One potential model to solve this problem can be found in the National Childhood Vaccine Injury Act of 1986. According to the U.S. Department of Health and Human Services, which administers the law, Congress passed the bill “after lawsuits against vaccine companies and health care providers threatened to cause vaccine shortages and reduce U.S. vaccination rates, which could have caused a resurgence of vaccine preventable diseases.”

Importantly, while the law shielded vaccine creators from punishing liability to ensure they would continue to produce life-saving drugs, it did not ignore the potential risks to a small subset of the population who might be injured by taking them. The law included a compensation fund (made up of money collected from a small excise tax on vaccines) for those children suffering some harm from vaccines. Thus, this reform combined a no-fault legal regime (for the creators of the life-saving technology) with a compensation fund (for the handful of victims of that technology) to strike a sensible public health balance.

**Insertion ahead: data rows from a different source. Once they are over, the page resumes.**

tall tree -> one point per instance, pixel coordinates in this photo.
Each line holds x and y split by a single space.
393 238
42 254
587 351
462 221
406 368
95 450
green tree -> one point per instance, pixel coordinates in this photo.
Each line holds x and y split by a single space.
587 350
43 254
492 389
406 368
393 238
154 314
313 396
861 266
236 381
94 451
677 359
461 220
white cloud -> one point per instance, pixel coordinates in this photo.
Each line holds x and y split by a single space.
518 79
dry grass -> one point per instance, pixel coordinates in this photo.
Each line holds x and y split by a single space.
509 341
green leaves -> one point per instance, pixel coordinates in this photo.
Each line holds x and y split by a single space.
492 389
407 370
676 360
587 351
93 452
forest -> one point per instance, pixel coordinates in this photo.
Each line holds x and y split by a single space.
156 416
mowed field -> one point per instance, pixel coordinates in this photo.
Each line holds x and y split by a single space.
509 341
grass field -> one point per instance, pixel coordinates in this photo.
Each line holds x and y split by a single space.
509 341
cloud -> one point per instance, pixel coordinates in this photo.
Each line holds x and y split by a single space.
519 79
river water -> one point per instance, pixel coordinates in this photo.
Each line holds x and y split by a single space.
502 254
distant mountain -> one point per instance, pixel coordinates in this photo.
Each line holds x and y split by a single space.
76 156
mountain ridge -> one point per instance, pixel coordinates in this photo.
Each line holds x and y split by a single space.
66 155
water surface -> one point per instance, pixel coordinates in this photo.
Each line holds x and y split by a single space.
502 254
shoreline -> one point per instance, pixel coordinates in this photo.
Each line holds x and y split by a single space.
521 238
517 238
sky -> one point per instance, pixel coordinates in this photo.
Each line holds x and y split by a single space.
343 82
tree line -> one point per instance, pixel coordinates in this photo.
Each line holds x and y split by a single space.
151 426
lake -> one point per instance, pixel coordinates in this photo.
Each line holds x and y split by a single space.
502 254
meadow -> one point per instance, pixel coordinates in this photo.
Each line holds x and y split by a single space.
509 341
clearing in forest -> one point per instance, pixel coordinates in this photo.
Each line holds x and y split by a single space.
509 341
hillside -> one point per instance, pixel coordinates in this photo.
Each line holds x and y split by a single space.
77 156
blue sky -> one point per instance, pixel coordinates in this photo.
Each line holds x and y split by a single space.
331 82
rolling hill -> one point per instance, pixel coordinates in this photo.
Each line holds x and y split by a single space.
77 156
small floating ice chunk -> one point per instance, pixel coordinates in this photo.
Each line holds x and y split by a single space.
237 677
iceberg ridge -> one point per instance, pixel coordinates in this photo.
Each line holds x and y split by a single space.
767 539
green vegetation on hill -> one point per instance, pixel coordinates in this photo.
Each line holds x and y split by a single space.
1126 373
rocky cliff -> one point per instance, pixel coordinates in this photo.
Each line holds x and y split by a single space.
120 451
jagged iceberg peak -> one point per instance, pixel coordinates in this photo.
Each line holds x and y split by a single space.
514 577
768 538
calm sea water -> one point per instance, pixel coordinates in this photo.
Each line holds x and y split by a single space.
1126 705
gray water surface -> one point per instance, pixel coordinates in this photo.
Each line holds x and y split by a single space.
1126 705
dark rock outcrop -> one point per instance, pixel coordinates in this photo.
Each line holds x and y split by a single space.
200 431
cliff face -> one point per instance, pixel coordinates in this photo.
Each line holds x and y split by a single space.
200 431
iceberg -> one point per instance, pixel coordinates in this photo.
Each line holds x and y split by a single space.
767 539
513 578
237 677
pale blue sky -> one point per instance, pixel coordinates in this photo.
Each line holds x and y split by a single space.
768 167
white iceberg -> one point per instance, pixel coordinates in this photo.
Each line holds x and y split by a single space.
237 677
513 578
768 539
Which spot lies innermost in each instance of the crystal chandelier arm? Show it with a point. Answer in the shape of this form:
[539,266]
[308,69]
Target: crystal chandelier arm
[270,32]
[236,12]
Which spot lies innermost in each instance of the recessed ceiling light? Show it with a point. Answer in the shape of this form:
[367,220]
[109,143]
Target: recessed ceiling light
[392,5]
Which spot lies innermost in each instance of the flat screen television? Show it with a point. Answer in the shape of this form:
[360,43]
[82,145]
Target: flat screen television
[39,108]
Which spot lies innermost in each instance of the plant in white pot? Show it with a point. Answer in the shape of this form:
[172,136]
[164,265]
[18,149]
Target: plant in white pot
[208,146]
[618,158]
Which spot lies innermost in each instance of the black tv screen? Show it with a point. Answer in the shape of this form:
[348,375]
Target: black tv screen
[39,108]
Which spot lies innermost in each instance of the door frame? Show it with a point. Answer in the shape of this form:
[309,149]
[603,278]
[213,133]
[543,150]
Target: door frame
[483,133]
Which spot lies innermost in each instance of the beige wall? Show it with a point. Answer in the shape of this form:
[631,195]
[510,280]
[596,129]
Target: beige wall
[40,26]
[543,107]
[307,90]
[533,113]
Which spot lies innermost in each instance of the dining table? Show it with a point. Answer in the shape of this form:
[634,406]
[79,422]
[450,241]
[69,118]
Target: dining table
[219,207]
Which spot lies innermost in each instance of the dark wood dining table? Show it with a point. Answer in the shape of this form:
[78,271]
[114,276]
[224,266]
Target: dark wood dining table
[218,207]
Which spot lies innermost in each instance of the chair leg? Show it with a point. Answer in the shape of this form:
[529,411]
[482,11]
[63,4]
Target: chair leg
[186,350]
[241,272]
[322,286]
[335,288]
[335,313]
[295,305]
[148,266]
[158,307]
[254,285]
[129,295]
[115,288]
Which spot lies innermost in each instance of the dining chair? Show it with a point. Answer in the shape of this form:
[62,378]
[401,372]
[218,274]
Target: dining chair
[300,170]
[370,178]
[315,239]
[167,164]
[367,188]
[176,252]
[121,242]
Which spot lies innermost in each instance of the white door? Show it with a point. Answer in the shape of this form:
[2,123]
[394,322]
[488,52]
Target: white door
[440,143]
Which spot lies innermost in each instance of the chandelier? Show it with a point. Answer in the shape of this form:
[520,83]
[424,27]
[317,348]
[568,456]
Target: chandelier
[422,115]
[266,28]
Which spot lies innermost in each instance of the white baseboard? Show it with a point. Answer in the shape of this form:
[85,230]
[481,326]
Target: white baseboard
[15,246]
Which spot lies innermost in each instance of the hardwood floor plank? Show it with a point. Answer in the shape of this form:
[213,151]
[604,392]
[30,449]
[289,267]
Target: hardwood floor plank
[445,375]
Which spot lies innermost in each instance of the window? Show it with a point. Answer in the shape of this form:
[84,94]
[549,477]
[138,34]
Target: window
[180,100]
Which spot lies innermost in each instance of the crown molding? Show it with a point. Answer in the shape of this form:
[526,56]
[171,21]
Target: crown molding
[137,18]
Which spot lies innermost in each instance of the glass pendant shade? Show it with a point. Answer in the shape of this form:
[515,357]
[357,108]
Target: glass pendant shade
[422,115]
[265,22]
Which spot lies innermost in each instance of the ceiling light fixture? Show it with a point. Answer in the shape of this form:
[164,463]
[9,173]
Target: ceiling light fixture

This model might provide a solution to future litigation over driverless car technology. Initially, the tort system should be allowed to run its course because it may be the case that the gains are so enormous that frivolous lawsuits are not even a cost factor.

But if excessive litigation ensues over just a handful of incidents and begins discouraging more widespread adoption, Congress might need to consider an indemnification regime that ensures the technology is not discouraged but which also compensates the victims. Creating this system will have challenges of its own, but the life-saving benefits of driverless cars are well worth overcoming a few roadblocks.